Ablating these shows a regression, validating the value of the technique.
name CYCLES/op CYCLES/op vs base BM_Calculate/0 5.007 ± 0% 5.008 ± 0% ~ (p=0.149 n=6) BM_Calculate/1 6.669 ± 1% 8.012 ± 0% +20.14% (p=0.002 n=6) BM_Calculate/100 30.82 ± 0% 30.05 ± 0% -2.49% (p=0.002 n=6) BM_Calculate/2048 285.6 ± 0% 644.8 ± 0% +125.78% (p=0.002 n=6) BM_Calculate/10000 906.7 ± 0% 3633.8 ± 0% +300.78% (p=0.002 n=6) BM_Calculate/500000 37.77k ± 0% 187.69k ± 0% +396.97% (p=0.002 n=6)
If we create a 4th stream for ParallelBlockHash (Compiler
Explorer), llvm-mca shows that the overall
latency is unchanged since we are bottlenecked on port 1’s throughput. Unrolling
further adds additional overhead to combine the streams and makes prefetching
harder without actually improving performance.
To improve performance, many fast CRC32C implementations use other processor
features. Instructions like the carryless multiply instruction (pclmulqdq on
x86) can be used to implement another parallel stream. This allows additional
ILP to be extracted by using the other ports of the processor without worsening
the bottleneck on the port used by crc32.
While llvm-mca can be a useful tool in many situations, its modeling has
limits:
Memory accesses are modeled as L1 hits. In the real world, we can have much longer stalls when we need to access the L2, L3, or even main memory.
It cannot model branch predictor behavior.
It does not model instruction fetch and decode steps.
Its analysis is only as good as LLVM’s processor models. If these do not accurately model the processor, the simulation might differ from the real processor.

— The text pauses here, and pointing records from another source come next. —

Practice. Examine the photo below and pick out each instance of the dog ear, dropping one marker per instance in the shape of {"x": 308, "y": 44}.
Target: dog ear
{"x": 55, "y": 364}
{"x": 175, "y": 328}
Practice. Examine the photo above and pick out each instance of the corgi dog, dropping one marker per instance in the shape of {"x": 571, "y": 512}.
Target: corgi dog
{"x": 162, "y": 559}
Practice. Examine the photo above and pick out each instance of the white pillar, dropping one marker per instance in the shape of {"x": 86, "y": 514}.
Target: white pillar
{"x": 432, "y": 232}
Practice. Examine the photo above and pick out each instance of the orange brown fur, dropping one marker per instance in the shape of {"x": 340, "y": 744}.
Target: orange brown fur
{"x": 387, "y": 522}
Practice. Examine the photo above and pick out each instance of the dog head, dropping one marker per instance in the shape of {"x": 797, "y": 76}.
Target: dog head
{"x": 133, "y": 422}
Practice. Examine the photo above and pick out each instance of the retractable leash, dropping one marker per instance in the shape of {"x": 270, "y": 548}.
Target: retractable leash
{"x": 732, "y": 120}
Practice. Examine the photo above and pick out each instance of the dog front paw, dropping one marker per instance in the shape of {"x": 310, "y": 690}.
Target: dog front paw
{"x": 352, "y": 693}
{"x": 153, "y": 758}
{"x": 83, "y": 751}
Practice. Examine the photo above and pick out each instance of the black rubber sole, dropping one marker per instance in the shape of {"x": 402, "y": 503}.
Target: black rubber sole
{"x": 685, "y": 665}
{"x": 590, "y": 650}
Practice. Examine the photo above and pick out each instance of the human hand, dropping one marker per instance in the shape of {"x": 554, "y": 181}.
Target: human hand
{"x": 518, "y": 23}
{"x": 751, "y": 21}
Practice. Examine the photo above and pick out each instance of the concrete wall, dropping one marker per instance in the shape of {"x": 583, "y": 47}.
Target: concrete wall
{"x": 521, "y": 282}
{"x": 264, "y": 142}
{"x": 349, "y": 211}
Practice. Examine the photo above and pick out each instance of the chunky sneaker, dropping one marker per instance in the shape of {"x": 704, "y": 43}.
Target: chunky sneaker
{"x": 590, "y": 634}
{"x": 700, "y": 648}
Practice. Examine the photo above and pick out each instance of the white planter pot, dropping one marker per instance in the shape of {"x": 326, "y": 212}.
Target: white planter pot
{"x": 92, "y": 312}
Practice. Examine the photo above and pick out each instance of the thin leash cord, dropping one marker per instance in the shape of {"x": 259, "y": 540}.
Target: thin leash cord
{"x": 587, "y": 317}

For example, many ARM processor models are incomplete, and llvm-mca picks
a processor model that it estimates to be a good substitute; this is
generally fine for compiler heuristics, where differences only matter if it
would result in different generated code, but it can derail manual
optimization efforts.
Understanding how the processor executes and retires instructions can give us
powerful insights for optimizing functions. llvm-mca lets us peer into the
processor to let us understand bottlenecks and underutilized resources.